Кухня и повозка с двумя лошадьми и ездовым поехала вслед за передовиками. Бoльшая же часть обоза осталась и готовилась, в ожидании одного майора. Ему еще не приготовили котлет. Наконец, когда котлеты были готовы и он поел, мы двинулись. Когда дошли до того места, где была оборона - увидели много трупов наших бойцов, двое из них были офицерами, но в лица распознать невозможно было.
Шли долго до вечера.
11.03.1944
Когда подошли к селу Украинец, увидел 11 пленных. Один русский был среди них. Они говорили, что им был приказ дождаться темноты и отступить.
Я поместился вместе с резервом офицерским на окраине села. Женщин здесь очень много, они почти в каждой хате. Немцы спешили, и им было не до них.
В этой хате молоденькая девушка, но сюда набилась такая уйма людей, что пришлось спать скрючившись, да и то толкали в бока и в зад ногами. Почти не спал.
Палец разболелся, как в последний день перед операцией. Сегодня пойду в санчасть.
Покушать за счет хозяев нам тоже не довелось. Своими консервами (банка на 8 человек) закусывали.
12.03.1944
Суханово.
Вчера вместе с резервом пришли сюда. Здесь оказался строевой отдел и санчасть нашего полка. Нашел великолепную квартиру. Хозяева гостеприимные, хлебосольные. Сжарили мне картошку на остатках свиной консервированной тушенки, имевшейся у меня.
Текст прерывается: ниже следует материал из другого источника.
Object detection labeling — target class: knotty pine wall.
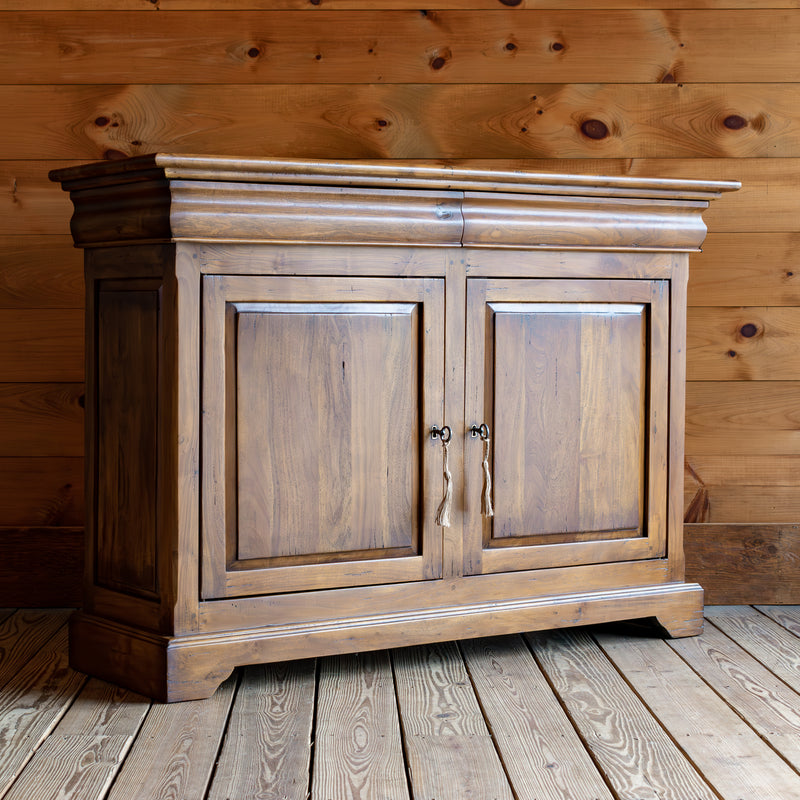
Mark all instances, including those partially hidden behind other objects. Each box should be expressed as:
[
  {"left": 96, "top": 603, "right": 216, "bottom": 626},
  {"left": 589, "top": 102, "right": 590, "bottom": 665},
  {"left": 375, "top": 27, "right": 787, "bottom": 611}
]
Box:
[{"left": 2, "top": 1, "right": 798, "bottom": 605}]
Тушенки было мало и картошка плохо прожарилась, но поел с большим аппетитом. Хозяйский хлеб вкусный, пожалуй еще вкусней картошки. Наелся до предела, как в Ессентуках когда-то.
Двое ребят из резерва хотели ко мне перейти, но не довелось и мне здесь остаться надолго. Среди дня, когда я вышел - мою квартиру занял медсанбат нашей дивизии. Я как раз ходил на перевязку в санроту.
Палец мой болел все сильнее и сильнее. Невыносимо было. В санроте посмотрели, и оказалось, что вторично на том же пальце появился панариций и опять надо делать операцию, но еще больший разрез, чем прежде. Палец заморозили. Операцию делали в санроте, ибо я не хотел идти в медсанбат. Еще до операции, когда замораживали палец, меня стало тошнить, а во время операции я совсем обеспамятел. Давали нашатырь нюхать, но долго еще меня тошнило и в глазах было темно. Я очень мнителен и нервы мои чувствительны ко всякой боли.
Вскоре мне стало легче и я ушел. Дорогой, однако, палец отошел от обморожения и так заболел, что мне казалось, что не выдержу. Поспешил на квартиру. Пришел - медсанбат уже хозяйничает там: стелет матрасы, одеяла, укладывает подушки.
Лег на одну из постелей, но не мог улежать - сел, но не смог усидеть встал, но и стоять плохо было. Заходил по комнате. Нервы взбудоражились, сердце застучало жалобно, но плакать я не умею.
Как назло тут пришла проститутка, что вместе с Васильевой смеялась надо мной, когда я приходил в первый раз туда. Она завела песенку, что мне придется уходить, ибо помещение занято раненными и для того, чтобы в нем находиться, нужно иметь направление от санроты в медсанбат. Я еще пуще разнервничался, но не хотел скандала и ушел молча искать квартиру.